Tuesday, September 21, 2010

Domtar's Two Sides of the Atlantic

News came this week that Domtar has become the first North American company to join the Two Sides campaign, a UK based organization funded by some in the industry to promote wasteful consumption of paper products, more costly ways of doing business, such as its active campaign to eliminate the "don't print" reminder at the bottom of emails. Its not exactly the kind of leadership our "paper planet" needs.


Its unfortunate, because apart from its aversion to recycled fiber content, Domtar is generally regarded as an environmentally conscientious company, and has been a leader in many ways in the past decade. The Two Sides campaign on the other hand, actively promotes a fairly outdated perspective and anti-conservation views. On its webpage, for example, under its Q and A, is included a question stating,
"When they promote the use of FSC/PEFC automatic they send a negative message to the general public, because it appears that all remaining fibers are not completely sustainable." and the
Two Sides answer is, "I quite agree.
It is Two Sides' ambition to ensure that public perception now sees print media as a natural product that can be used with complete confidence."
The perspective that all paper fibers can be assumed "completely sustainable" even without third-party certification is an extreme point of view pretty far out of the mainstream marketplace in 2010 and unsupported by the facts and the science.

Don't think, just print. Don't be efficient, just print. Don't consider your brand, just print. That seems to be the message.

No one can blame Domtar or other companies for wanting to sell paper (in Europe), and make a living. But the Paper Planet would like to encourage Domtar to step back and consider an approach we believe will be more effective, and save everyone a lot of money and healthy forests.

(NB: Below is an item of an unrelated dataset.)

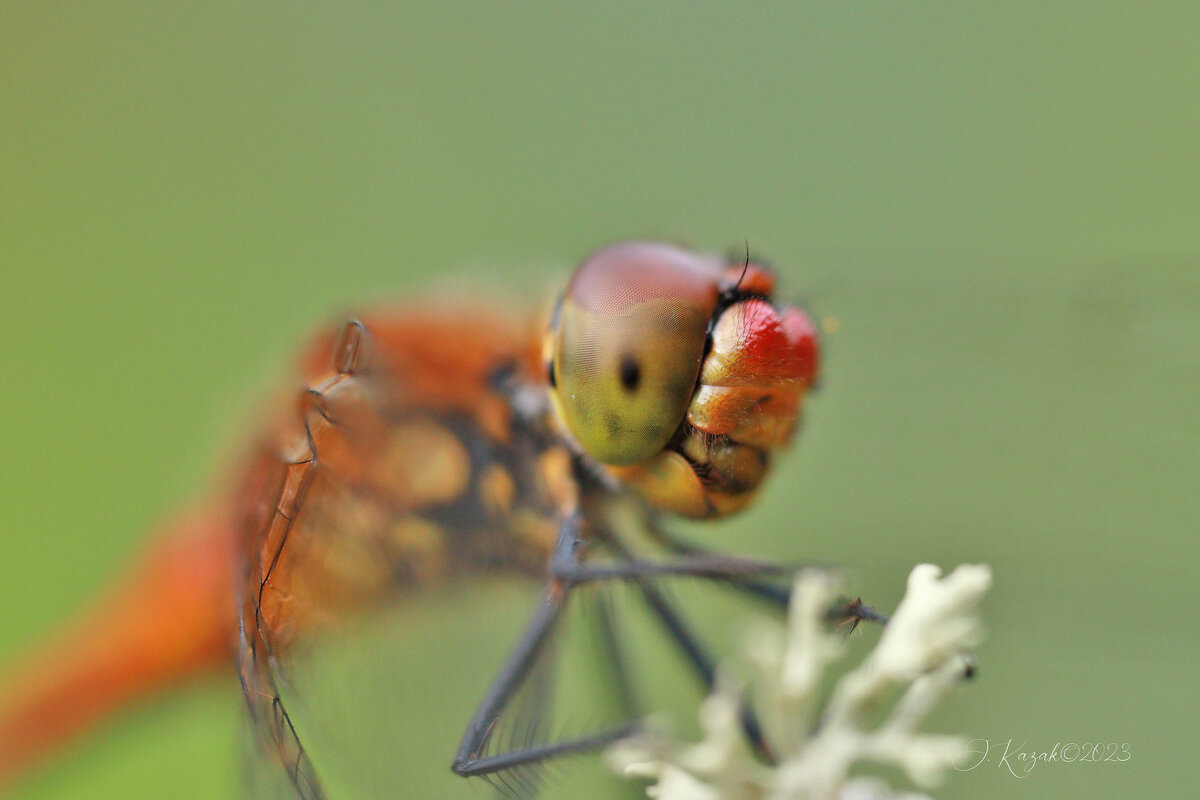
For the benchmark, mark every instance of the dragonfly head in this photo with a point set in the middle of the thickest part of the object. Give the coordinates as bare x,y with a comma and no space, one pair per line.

Even conservationists recognize paper's got a lot going for it, and plays an important role in our lives. Just like digital devices, paper isn't going to vanish from our lives, and shouldn't. But encouraging wastefulness will never fly, it will never be leadership. Could it be that the industry would find more success through authentic environmental responsibility and by selling paper's unique characteristics, experience and applications, rather than marketing wastefulness to simply increase volume and number of units sold?

The essay, Paper, Paper, Skin and Body, by David Barringer on paper's virtues and its affect on us in our lives, offers a window for inspiration. It is obviously art, poetry, not marketing, but it gives an insight into how to highlight the unique attributes and experience that comes from paper, and lead us to value it more. It is through this higher value for paper, which includes incorporating transparent, authentic responsibility to the people and the land where it comes from, that there is opportunity for a viable paper industry in the unavoidable reality of decreasing consumption in developed countries.

What are your thoughts about Domtar joining the Two Sides campaign?